If you would be peaceful, keep fast to the truth, hold fast the form of sound words: so shall "your peace be like a river, and your righteousness like the waves of the sea."
"Hold fast the form of sound words," again, let me say, because it will tend very much to your growth. He who holds fast the truth will grow faster than he who is continually shifting from doctrine to doctrine.
What a mighty number of spiritual weathercocks we have in this world now. We have men who in the morning hear a Calvinistic preacher, and say, "Oh, it is delightful;" in the evening they hear an Arminian, and they say, "Oh, it is just as good; and no doubt they are both true, though one contradicts the other!"
The glorious charity of the present day is such, that it believes lies to be as good as truth; and lies and truth have met together and kissed each other; and he that telleth truth is called a bigot, and truth has ceased to be honourable in the world!
Ah! beloved, we know better than to profess such unlimited, but false charity. The truth is, we know how to "hold fast the form of sounds words," which has been given to us, because in this way we grow. Changeable people cannot grow much. If you have a tree in your garden plant it in one place to-day, and tomorrow place it somewhere else, how much bigger will it be in six months? It will be dead very likely; or if it does not die, it will not be very much grown; it will be marvellously stunted.

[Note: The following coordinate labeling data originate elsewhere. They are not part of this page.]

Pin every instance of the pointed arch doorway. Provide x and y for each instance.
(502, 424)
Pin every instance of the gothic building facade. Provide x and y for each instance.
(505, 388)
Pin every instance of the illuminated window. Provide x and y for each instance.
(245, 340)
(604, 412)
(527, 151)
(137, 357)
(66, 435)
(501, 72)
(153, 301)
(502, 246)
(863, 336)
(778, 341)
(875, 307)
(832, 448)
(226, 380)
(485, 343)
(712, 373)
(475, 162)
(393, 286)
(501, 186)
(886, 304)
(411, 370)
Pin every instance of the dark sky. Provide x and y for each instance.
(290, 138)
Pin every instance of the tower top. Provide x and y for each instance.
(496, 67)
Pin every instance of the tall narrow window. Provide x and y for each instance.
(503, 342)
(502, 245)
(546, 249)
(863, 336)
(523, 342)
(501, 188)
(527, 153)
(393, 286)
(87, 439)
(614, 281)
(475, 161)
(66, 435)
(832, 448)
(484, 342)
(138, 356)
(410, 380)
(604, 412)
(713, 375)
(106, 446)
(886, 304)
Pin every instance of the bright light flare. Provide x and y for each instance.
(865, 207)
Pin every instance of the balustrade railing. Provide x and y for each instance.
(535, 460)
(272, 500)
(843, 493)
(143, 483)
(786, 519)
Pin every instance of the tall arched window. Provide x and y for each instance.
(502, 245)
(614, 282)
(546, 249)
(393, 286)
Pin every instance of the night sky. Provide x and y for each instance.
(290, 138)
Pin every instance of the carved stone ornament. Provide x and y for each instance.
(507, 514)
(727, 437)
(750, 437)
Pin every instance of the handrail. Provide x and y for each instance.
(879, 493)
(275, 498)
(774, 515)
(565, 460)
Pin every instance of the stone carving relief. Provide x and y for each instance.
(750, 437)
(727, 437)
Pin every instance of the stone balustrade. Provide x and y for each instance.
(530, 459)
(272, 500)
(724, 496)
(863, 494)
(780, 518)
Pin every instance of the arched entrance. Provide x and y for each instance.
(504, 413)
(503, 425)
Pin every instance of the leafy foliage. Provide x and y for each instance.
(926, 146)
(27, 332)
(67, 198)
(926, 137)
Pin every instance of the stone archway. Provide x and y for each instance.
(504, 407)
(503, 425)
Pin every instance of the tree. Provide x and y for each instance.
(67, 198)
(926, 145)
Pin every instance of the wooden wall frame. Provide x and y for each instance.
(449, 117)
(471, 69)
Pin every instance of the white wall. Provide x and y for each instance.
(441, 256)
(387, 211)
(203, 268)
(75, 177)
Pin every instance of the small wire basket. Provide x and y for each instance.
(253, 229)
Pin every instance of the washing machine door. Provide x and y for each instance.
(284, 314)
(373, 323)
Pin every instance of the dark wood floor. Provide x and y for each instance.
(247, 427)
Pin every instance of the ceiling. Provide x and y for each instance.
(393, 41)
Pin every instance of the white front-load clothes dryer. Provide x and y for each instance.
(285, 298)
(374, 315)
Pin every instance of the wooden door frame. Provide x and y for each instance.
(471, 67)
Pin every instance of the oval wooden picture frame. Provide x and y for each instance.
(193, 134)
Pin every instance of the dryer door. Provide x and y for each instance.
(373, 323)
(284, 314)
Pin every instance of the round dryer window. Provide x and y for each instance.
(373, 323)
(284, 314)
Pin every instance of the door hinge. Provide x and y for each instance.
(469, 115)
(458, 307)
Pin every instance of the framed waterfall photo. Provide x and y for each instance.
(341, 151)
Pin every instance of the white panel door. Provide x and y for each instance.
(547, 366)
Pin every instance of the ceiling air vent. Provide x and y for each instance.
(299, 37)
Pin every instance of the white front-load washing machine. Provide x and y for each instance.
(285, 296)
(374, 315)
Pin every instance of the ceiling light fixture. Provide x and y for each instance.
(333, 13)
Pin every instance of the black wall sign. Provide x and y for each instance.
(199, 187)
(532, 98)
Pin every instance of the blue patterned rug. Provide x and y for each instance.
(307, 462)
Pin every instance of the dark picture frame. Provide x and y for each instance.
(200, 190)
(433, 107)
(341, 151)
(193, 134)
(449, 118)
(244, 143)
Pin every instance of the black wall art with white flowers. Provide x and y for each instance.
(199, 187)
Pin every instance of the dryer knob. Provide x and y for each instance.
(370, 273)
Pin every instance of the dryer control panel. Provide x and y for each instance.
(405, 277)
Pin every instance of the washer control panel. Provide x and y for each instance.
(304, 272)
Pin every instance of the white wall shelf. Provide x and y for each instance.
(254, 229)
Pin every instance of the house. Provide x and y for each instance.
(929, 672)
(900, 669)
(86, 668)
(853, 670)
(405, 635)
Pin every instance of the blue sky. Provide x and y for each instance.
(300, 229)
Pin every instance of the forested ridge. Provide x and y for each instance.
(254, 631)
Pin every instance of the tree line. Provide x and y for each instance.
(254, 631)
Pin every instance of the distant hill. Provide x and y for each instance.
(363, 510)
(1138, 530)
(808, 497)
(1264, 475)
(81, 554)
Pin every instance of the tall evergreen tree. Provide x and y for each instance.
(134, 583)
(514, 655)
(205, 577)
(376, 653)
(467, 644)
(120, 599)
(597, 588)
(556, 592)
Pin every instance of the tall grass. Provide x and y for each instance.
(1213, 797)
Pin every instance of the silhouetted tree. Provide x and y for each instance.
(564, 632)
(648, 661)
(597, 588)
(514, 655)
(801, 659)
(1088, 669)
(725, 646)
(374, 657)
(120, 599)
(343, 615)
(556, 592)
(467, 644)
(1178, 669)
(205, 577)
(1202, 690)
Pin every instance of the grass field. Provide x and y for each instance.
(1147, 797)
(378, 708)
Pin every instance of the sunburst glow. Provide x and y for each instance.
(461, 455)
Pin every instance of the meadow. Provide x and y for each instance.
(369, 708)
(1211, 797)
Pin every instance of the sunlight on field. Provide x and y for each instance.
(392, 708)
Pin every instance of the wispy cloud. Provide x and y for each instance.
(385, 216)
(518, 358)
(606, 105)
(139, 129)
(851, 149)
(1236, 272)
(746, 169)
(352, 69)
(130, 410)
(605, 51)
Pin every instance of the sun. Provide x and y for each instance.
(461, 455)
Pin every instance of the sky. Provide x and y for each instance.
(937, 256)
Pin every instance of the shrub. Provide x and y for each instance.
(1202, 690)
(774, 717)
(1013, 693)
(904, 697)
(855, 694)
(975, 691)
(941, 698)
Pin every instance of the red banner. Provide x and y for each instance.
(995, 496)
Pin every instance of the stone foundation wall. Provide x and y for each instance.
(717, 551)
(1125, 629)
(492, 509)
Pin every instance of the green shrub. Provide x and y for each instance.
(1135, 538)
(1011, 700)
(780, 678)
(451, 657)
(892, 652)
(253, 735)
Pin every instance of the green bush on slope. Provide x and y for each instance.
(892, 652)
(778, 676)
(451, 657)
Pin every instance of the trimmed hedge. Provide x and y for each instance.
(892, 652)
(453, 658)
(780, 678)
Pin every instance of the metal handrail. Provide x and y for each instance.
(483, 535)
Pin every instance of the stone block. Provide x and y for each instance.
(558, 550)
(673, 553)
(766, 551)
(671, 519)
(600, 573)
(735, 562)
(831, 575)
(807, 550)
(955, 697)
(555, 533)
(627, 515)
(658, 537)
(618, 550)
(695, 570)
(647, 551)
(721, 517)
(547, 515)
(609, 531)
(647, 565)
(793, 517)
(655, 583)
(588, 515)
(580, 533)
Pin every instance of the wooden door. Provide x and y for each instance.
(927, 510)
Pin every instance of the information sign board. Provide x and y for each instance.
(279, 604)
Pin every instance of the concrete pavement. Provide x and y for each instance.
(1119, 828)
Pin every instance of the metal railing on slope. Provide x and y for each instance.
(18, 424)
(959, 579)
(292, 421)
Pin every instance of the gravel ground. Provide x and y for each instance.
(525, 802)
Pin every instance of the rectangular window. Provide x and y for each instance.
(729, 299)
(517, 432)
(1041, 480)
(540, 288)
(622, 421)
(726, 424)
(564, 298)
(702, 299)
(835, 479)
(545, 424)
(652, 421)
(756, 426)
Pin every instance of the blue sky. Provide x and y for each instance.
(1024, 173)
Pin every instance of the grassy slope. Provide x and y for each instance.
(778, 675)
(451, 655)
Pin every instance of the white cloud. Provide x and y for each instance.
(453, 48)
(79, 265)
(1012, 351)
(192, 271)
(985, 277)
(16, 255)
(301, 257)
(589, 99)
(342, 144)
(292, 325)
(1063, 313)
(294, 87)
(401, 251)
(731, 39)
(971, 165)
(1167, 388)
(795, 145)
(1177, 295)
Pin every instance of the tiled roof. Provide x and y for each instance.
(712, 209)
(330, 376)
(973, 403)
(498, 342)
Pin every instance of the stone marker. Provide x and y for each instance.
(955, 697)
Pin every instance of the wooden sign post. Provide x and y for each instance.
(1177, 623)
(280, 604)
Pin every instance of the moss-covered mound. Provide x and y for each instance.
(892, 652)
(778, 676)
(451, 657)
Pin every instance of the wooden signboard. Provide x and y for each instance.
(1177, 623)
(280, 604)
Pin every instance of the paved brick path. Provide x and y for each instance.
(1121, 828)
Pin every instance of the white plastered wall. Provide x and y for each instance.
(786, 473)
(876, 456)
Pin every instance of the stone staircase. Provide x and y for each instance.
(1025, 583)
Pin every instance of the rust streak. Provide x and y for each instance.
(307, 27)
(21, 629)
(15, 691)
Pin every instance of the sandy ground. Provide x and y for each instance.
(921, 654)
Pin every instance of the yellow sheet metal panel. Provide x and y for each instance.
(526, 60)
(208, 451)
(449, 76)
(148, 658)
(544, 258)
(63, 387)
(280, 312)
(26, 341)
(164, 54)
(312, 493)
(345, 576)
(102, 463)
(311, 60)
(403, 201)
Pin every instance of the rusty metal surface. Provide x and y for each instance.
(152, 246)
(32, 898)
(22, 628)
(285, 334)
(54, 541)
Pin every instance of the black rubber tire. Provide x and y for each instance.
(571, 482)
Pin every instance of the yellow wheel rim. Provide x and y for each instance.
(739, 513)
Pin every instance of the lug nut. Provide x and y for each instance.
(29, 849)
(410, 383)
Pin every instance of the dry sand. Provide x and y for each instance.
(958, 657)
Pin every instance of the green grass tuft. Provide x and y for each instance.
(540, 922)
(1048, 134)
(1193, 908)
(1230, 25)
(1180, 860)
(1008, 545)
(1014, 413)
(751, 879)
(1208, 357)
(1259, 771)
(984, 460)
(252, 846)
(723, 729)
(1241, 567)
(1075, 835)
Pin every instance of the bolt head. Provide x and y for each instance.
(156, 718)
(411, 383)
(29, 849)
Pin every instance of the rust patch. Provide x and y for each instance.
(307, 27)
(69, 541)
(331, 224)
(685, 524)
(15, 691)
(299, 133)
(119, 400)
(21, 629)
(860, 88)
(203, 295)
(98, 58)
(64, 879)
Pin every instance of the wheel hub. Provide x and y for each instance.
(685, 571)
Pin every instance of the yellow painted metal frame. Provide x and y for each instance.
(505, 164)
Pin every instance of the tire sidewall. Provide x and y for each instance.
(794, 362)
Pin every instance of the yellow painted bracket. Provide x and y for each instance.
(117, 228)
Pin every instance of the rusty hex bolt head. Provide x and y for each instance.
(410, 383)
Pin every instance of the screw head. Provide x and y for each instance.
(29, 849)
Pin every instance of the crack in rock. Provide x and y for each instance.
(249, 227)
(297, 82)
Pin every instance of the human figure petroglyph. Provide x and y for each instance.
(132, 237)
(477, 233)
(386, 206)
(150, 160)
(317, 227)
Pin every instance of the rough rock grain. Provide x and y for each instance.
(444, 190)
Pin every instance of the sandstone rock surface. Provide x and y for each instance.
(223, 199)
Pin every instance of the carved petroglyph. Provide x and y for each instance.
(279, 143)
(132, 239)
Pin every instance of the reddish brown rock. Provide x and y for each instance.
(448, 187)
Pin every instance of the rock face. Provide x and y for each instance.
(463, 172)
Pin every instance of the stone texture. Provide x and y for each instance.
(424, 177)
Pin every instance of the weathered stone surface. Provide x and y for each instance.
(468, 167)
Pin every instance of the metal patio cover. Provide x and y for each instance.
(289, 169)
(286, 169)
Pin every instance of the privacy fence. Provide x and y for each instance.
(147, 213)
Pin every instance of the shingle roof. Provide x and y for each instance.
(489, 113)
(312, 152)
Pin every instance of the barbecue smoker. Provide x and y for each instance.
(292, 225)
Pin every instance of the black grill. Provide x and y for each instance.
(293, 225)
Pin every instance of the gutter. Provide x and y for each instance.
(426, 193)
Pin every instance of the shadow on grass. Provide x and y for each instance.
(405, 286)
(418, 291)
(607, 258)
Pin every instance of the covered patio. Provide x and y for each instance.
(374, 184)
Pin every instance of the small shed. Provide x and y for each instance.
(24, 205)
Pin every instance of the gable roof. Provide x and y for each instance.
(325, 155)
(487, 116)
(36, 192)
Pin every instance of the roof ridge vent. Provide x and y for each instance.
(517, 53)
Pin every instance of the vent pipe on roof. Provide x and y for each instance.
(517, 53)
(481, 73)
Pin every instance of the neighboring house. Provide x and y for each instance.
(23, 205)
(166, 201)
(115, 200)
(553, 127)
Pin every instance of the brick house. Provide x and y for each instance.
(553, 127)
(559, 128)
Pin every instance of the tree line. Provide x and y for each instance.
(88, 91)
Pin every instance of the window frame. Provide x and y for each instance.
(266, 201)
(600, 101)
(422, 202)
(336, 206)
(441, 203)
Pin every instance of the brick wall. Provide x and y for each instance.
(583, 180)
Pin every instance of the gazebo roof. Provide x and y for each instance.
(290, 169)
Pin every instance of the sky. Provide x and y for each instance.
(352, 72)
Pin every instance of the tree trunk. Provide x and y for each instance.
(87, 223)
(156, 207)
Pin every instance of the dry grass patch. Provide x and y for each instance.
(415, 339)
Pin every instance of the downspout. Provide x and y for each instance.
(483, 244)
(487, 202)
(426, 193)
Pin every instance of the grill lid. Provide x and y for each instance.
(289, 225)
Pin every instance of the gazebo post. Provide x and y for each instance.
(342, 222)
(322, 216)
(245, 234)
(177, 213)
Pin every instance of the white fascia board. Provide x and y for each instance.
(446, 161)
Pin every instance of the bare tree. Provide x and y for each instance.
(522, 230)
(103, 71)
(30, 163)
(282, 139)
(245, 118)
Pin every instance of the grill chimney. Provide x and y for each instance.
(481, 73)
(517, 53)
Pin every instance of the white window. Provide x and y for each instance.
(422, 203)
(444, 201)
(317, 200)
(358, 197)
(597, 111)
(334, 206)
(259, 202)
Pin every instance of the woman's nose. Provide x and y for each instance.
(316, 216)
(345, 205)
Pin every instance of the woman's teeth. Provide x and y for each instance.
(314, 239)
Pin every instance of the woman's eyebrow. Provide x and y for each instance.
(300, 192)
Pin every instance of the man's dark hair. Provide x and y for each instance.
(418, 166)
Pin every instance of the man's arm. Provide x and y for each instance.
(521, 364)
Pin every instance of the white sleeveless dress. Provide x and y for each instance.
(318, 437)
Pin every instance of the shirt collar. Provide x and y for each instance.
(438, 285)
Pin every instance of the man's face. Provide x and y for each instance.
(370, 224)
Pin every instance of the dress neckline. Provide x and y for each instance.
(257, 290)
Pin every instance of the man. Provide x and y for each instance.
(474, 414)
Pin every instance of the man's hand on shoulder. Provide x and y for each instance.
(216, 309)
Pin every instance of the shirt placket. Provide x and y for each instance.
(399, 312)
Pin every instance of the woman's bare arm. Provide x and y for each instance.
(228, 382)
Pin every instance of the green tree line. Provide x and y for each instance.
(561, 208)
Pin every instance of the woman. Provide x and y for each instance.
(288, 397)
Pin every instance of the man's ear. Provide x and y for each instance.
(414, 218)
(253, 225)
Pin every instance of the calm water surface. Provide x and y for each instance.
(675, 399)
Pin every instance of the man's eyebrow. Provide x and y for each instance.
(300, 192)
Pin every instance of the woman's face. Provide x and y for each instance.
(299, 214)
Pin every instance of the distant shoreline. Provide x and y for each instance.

So it is with some of you: you plant yourselves there; then you are persuaded that you are not quite right, and you go and plant yourself somewhere else. Why, there are men who are anythingarians; who go dodging about from one denomination to another, and cannot tell what they are; our opinion is, of these people, that they believe nothing, and are good for nothing, and anybody may have them that likes; we do not consider men to be worth much, unless they have settled principles, and "hold fast the form of sound words."
You cannot grow unless you hold it fast. How should I know any more of my faith in ten years' time, if I allowed it to take ten forms in ten years? I should be but a smatterer in each, and know nothing thoroughly of one. But he that hath one faith, and knoweth it to be the faith of God, and holdeth it fast, how strong he becomes in his faith! Each wind or tempest doth but confirm him, as the fierce winds root the oaks, and make them strong, standing firmly in their places; but if I shift and change, I am none the better, but rather the worse.
For your own peace sake then, and for your growth, "hold fast the form of sound words."